Une route de sable bordée d'acacias coupe en deux le petit village kenyan de Malahkise. Sur cette route, des dizaines de réfugiés somaliens affluent chaque jour. «Ils sont si faibles. Au début, nous partagions tout ce que nous avions avec eux, raconte une femme du village. Mais ça devient de plus en plus difficile. Nous n'avons plus rien nous-mêmes.»

La pire sécheresse à frapper la Corne de l'Afrique en 60 ans touche autant Malahkise que le sud de la Somalie et l'Éthiopie. Ses habitants font partie des 12,4 millions de personnes dont la vie est en danger.

L'effet des pluies insuffisantes des deux dernières années sur la petite communauté saute d'ailleurs aux yeux. Les potagers qui jouxtent les huttes sont vides. Les arbrisseaux sont si desséchés qu'ils ont l'air de bois mort. Le puits du village est à sec. «Il n'y a plus un animal qui soit encore sur ses quatre pattes. Nous sommes pris ici, à attendre. Contrairement aux réfugiés, nous ne recevons pas d'aide humanitaire», déplore Khairo Hassan, qui a vécu toute sa vie dans la petite communauté pastorale.

Pour s'approvisionner en nourriture, les villageois doivent se rendre dans le marché du camp de Dadaab, où des réfugiés vendent certaines denrées. «On ne comprend pas pourquoi toute l'aide est envoyée aux réfugiés. On nous a oubliés. Il y a beaucoup de gens vulnérables, ici, des aînés, de jeunes enfants qui ont toutes sortes de besoins», tonne Habiba Mohamoud, une grande femme solide qui n'a pas la langue dans sa poche.

Il faut s'attarder au bébé qu'elle berce dans ses bras pour constater qu'elle ne ment pas. Âgé de 2 ans, il a la taille d'un bébé de 6 mois. Ses bras et ses jambes rachitiques laissent présager qu'il souffre de malnutrition. «C'est difficile d'avoir de l'aide médicale. Il faut trouver du transport jusqu'au camp de réfugiés, et ça coûte trop cher», justifie la mère.

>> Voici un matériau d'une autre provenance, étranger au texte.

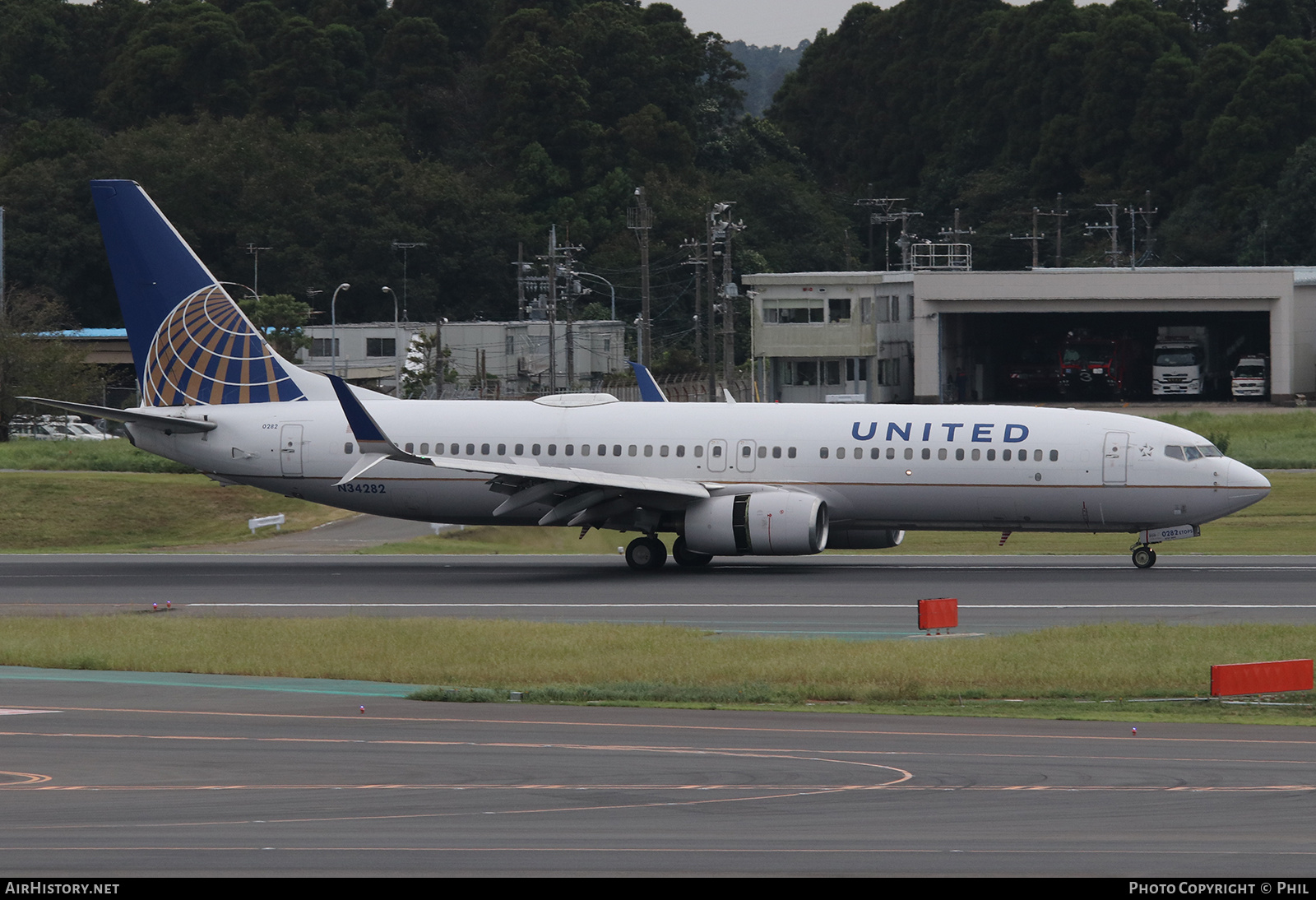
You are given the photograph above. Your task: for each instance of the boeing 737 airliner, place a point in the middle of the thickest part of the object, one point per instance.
(728, 479)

De l'aide, ici, maintenant

Les habitants de Malahkise pourraient se joindre au flot de réfugiés pour obtenir de l'aide mais, sur ce sujet, ils sont catégoriques: ils veulent que leur gouvernement et la communauté internationale leur viennent en aide chez eux. Ils rappellent que, s'il est difficile d'acheminer de l'aide en Somalie, en partie sous la coupe d'al-Shabaab, un groupe armé lié à Al-Qaïda, rien n'empêche les camions d'atteindre les communautés les plus touchées dans le nord du Kenya.

Les organisations humanitaires qui oeuvrent dans le camp de Dadaab sont conscientes des besoins des villages qui entourent le plus grand camp de réfugiés du monde. «On a les yeux rivés sur les réfugiés et nos ressources sont centralisées dans les camps. On a de la difficulté à agir dans les communautés locales, mais c'est tout aussi requis», admet Caroline Saint-Mleux, de l'unité d'urgence de CARE. À l'instar de plusieurs agences onusiennes, CARE vient de mettre sur pied une cellule de crise pour faire face à la situation kenyane.

L'armée kenyane mobilisée

Le gouvernement kenyan se met aussi de la partie. Cette semaine, il a annoncé qu'il déployait l'armée pour faire parvenir de l'aide d'urgence dans les régions les plus touchées.

Un revirement de 180° pour un gouvernement qui, la semaine dernière encore, affirmait par la bouche de son porte-parole, Alfred Mutua, «qu'aucun Kenyan n'est mort de la faim».

Cette affirmation a enflammé plusieurs journalistes, dont Jared Ombui, animateur de radio. Des articles en provenance de communautés dévastées, dans le nord du pays, ont afflué. Des rapports sur la mauvaise gestion que fait le gouvernement des fonds destinés à prévenir les effets de la sécheresse ont aussi été publiés. «Nous savions depuis longtemps que la sécheresse dévastait le nord du pays. Nous en parlons dans les médias depuis février. Il y a des ministres qui devraient être traduits en justice pour leur négligence», s'indigne l'animateur de Nairobi, qui ajoute que ce sont les habitants de Malahkise qui en paient aujourd'hui le prix.